Чего не было, чего нет, о том не тоскуют. Зина росла с пьяницей матерью и отличие её судьбы от других детей и их пьяных родителей была в том, что она, Зина мало была похожа на ребёнка из неблагополучной семьи.
Организованная, чистоплотная, она держала эту нищую хрущевку в такой чистоте, что соседки завидовали. Ещё ребенком, обстирывала себя и мать, готовила еду, и стол обеденный выглядел всегда как праздник. И как успевала? В школе была на виду, круглая отличница - в итоге аттестат с золотой медалью. Тут же, в своём городе, поступила в педагогический. Активная комсомолка. Постоянно ездила на олимпиады математические- и все были уверены - Далеко пойдёт. Талантлива была не только в науках - солистка танцевального ансамбля, поставленной походкой стремительно выходила на аплодисменты зала и со счастливым лицом принимала букеты.
Этой же стремительной походкой, она побежала на первое свидание со студентом параллельного курса, красавцем Григорием. Гагауз по национальности, стройный, со жгучим взглядом и каким-то мужским интригующим превосходством и уверенностью, взял её за руку и повёл за собой. Независимая, и привычная все решения принимать сама , она с тайным желанием ( расслабиться, не решать, не думать, не действовать - отдохнуть и довериться чьей -то заботе) -_,пошла за ним, и уже ни на минуту не представляла себе жизнь без него. Может быть жажда - желание, девочки выросшей без отца.
Его напористость не осталась без последствий: беременность, до самого крайнего срока возможности что либо предпринять. На окраине, в грязном скособоченном домике, неопрятная тётка влила шприцем керосин. Кровотечение, температура. Один бог знает, как осталась жива. В поликлинику не шла. Стыдно. Комсомолка. Не замужем. Студентка. Позор! Она тогда ещё не понимала, что лишила себя возможности рожать. Навсегда.

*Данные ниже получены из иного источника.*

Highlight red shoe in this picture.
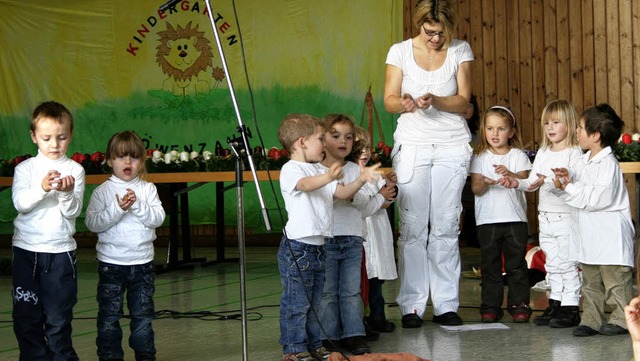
[480,312,498,323]
[513,312,531,323]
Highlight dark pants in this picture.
[369,278,387,321]
[96,262,156,360]
[478,222,530,313]
[12,247,78,361]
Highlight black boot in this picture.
[533,299,560,326]
[549,306,580,328]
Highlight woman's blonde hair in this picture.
[413,0,458,49]
[540,99,578,148]
[475,105,522,154]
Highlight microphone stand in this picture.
[205,0,271,361]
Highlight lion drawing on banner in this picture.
[156,22,218,98]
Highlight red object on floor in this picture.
[360,247,369,310]
[327,352,429,361]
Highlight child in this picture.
[348,127,398,332]
[278,114,380,361]
[85,131,165,361]
[11,101,84,360]
[554,104,635,336]
[320,114,378,355]
[470,106,531,323]
[503,100,582,328]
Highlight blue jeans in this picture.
[278,237,324,354]
[12,247,78,361]
[320,236,365,340]
[96,262,156,360]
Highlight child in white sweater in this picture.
[85,131,165,360]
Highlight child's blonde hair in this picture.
[347,126,371,163]
[30,101,73,134]
[278,114,324,154]
[540,99,578,148]
[105,130,147,179]
[475,105,522,154]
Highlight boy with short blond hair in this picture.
[11,101,85,360]
[278,114,380,361]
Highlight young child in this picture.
[554,104,635,336]
[503,100,582,328]
[11,101,84,360]
[348,127,398,332]
[278,114,380,361]
[85,131,165,361]
[470,106,531,323]
[320,114,371,355]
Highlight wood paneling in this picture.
[404,0,640,135]
[404,0,640,233]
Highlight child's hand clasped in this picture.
[116,188,137,211]
[42,170,76,192]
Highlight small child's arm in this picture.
[296,163,342,196]
[130,183,166,228]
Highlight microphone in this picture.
[158,0,182,11]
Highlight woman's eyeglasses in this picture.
[422,24,444,38]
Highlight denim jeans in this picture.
[477,222,530,313]
[96,262,156,360]
[278,237,324,354]
[320,236,365,340]
[12,247,78,361]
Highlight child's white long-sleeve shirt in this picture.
[11,153,84,253]
[85,176,165,265]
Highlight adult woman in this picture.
[384,0,473,328]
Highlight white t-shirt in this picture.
[11,152,84,253]
[280,160,338,245]
[469,148,531,225]
[322,161,368,237]
[386,39,473,145]
[518,146,582,213]
[84,175,165,266]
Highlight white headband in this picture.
[489,105,516,126]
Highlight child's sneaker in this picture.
[509,302,531,323]
[309,346,331,361]
[282,351,316,361]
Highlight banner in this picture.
[0,0,402,233]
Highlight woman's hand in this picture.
[400,93,416,113]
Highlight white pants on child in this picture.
[538,212,581,306]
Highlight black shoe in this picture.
[600,323,629,336]
[367,319,396,332]
[572,325,598,337]
[342,336,371,355]
[533,299,560,327]
[402,313,422,328]
[549,306,584,333]
[322,340,340,352]
[433,312,462,326]
[363,318,380,341]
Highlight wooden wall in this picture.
[404,0,640,144]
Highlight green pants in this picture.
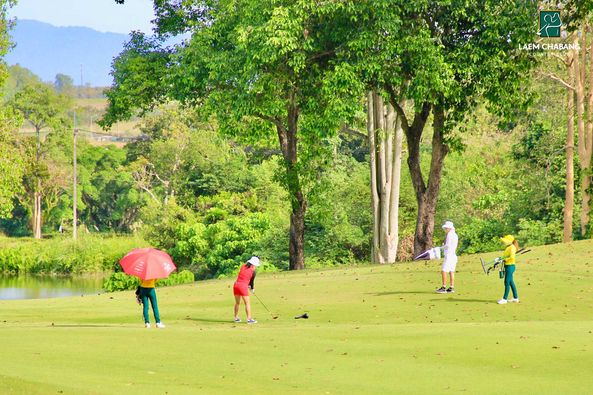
[503,265,519,299]
[139,287,161,324]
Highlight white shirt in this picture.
[443,228,459,264]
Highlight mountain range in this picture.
[6,19,128,86]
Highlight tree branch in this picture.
[340,124,368,139]
[542,72,575,91]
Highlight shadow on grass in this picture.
[184,317,236,324]
[430,298,496,303]
[367,291,434,296]
[48,324,128,328]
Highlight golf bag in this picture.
[480,258,504,278]
[480,248,531,278]
[414,247,443,261]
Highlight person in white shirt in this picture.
[436,221,459,293]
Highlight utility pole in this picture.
[72,110,78,240]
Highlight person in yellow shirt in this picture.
[138,279,165,328]
[498,235,519,304]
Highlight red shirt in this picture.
[236,265,255,285]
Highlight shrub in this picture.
[103,270,194,292]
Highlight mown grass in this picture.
[0,241,593,394]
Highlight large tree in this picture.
[105,0,360,269]
[348,0,538,253]
[10,84,70,238]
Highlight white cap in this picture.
[247,256,259,267]
[442,221,455,229]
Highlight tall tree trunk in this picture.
[562,59,574,243]
[32,127,41,239]
[276,95,307,270]
[573,29,593,236]
[367,92,403,263]
[410,107,449,255]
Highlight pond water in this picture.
[0,276,103,300]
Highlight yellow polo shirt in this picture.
[502,244,517,266]
[140,278,156,288]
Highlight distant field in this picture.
[0,241,593,394]
[20,98,140,142]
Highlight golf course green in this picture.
[0,241,593,394]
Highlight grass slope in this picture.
[0,241,593,394]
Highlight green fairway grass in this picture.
[0,241,593,394]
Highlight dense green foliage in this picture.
[0,235,146,275]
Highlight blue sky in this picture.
[9,0,154,34]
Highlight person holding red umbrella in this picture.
[233,256,260,324]
[138,279,165,328]
[119,248,176,328]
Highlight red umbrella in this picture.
[119,248,177,280]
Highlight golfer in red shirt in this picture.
[233,256,259,324]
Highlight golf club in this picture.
[253,292,278,320]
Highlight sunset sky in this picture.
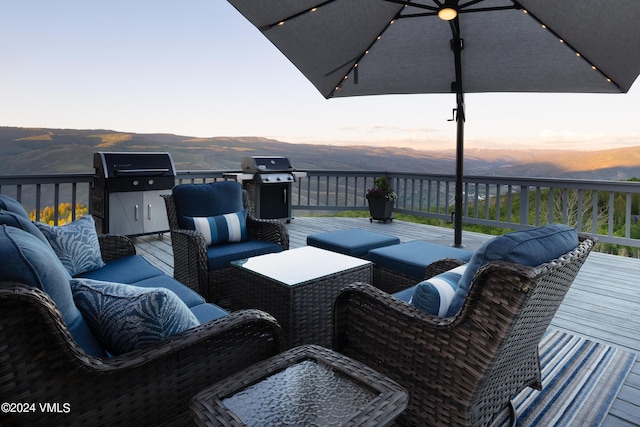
[0,0,640,149]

Институт они с Григорием закончили одновременно. Добились направления в одну и ту же школу, на окраине республики. Она, преподавателем физики и математики. Он - руский язык и литература. Сняли квартиру рядом со школой. Свадьбу гуляли всем посёлком. Учителя - местная элита.
В тот вечер он напился в первый раз.
- - - - - - - -
Зинаида Семёновна сжала кулаки сложенные на коленях. И память снова и снова раскручивала клубок из секретов, слёз и обманов. Сколько раз она, просыпалась от рыданий, обхватив себя за плечи, раскачиваясь, жалобно шептала: бедная ...бедная...И сказать никому нельзя. Уважаемый преподаватель, видная, образованная. Ученики во все года её педагогической карьеры были влюблены в неё. До сих пор пишут ей поздравительные открытки и встретив на улице - бегут с улыбкой обнять и поздороваться. И никто, никогда не узнает...она никому не расскажет, как он избивал её постоянно. Пил и избивал. Ночами, в пижаме, босиком, по осенней слякоти, бежала в сарай и пряталась за старый хлам, прикусывала руку зубами, чтобы заглушить рыдания.
В школе или не догадывались о его запоях, или дипломатично закрывали глаза. Кто знает? На окраинах не так легко было найти преподавателей. Когда соседи её матери прислали письмо, в котором сообщили, что мать положили в больницу с белой горячкой, она приняла решение - уволившись с работы, вернулась в город, в квартиру её детства, уже заранее зная, ЧТО её ждёт. С ней рядом, в автобусе сидел Гриша- бывший учитель - спившийся, превратившийся в безвольное ничтожество - человек. На развод она не решилась...Это пересуды и перешептывания. И сама от себя скрывая, и тут же признаваясь себе, убеждалась, что всё ещё любит . Любовь была замешана на радости первого чувства к мужчине, на горести разочарования, на слезах обид и физической боли, и на жалости. Жалость преобладала.
Работа для неё сразу же нашлась - должность зав.учебной частью местной школы.
Эта двойная жизнь продолжалась несколько лет. Денег кое-как хватало на содержание себя и двух алкоголиков, которые всеми правдами и неправдами добывали себе деньги на спиртное. Потеряла она их в один день.
Вернувшись с работы, открыв дверь в квартиру, увидела на полу две голые, в безобразных позах фигуры. Муж был в бессознательном состоянии, но дышал. Мать была мертва. Она лежала на спине, захлебнувшись рвотой . Сползая по стене, почти падая в обморок, Зина зажала крик рукой и метнулась к мужу. Одевать его было очень тяжело. Кое как, она напялила на него брюки и рубашку, оттащила на кухню и свалила на пол.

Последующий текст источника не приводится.